À propos de cette édition

Éditeur
L'Événement
Genre
Fantastique
Longueur
Nouvelle
Paru dans
L'Événement, vol. XVII, n˚ 197
Pagination
4
Lieu
Québec
Date de parution
12 janvier 1884

Résumé/Sommaire

Julie subvient tant bien que mal aux besoins de sa mère par ses travaux de couture. Sa pauvre condition ne l’empêche toutefois pas de donner chaque semaine un franc au curé pour faire dire une messe à l’intention des âmes du purgatoire. L’ouvrage vient cependant à manquer et Julie donne son dernier franc au curé. Elle désespère d’obtenir du travail quand elle rencontre un jeune homme qui lui indique une maison où elle pourra en trouver. Madame L… n’a pas besoin de ses services mais quand elle apprend que Julie s’est présentée chez elle sur les recommandations de son fils, mort dans le péché, elle comprend que la générosité de Julie a racheté son fils des flammes du purgatoire. Elle prend alors la jeune fille et sa mère sous sa protection.

Commentaires

Le conte de Charles-Edmond Rouleau a dû avoir beaucoup de succès auprès des curés. Il souligne l’importance de verser une obole au curé tout en faisant la preuve que tant de générosité ne peut être perdue. « Un franc déposé chaque semaine entre les mains du curé avait produit des millions », conclut l’auteur.

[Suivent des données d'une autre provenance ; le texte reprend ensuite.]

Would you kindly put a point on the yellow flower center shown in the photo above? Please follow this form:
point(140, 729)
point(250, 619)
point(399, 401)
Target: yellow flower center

Dans « Une couturière », tout est au premier degré de sorte que ce conte présente peu d’intérêt pour l’étude de l’imaginaire. Rouleau oppose le royaume terrestre, dur et rempli de malheurs successifs, au royaume céleste, marqué par la constance de la Providence et par la reconnaissance du Bien.

Le tableau social brossé par Rouleau dévoile un phénomène dont plusieurs écrivains ont fait état. Cette société repose sur le matriarcat. Les hommes sont étonnamment absents, soit qu’ils sont morts au labeur (le père de Julie), soit qu’ils sont partis travailler loin du foyer familial (l’oncle et le frère de la jeune fille), soit qu’ils ont été punis par la Providence pour leur vie dissolue (le fils de Madame L…, elle-même veuve). Cette singularité ne réussit pas à sauver le conte de la banalité mais pourrait en faire un document littéraire utile pour qui rechercherait les causes de l’émergence de la société matriarcale québécoise.

Je ne suis pas surpris d’apprendre, en consultant les notes biographiques de Rouleau, qu’il s’est enrôlé dans le régiment des zouaves pontificaux et qu’il a été actif dans ce mouvement une grande partie de sa vie. « Une couturière » est un exemple parfait de conte édifiant destiné à faire marcher, dirait-on, l’économie de l’Église. Pour racheter l’âme des pécheurs qui séjourne au purgatoire, il faut faire chanter des messes. Pour faire chanter des messes, il faut payer le curé. Et c’est ainsi que tout le monde s’en porte mieux, le pécheur, le curé et la pieuse Julie.

Bref, un texte à vous donner le goût de devenir anticlérical. [CJ]

  • Source : Le XIXe siècle fantastique en Amérique française, Alire, p. 174-175.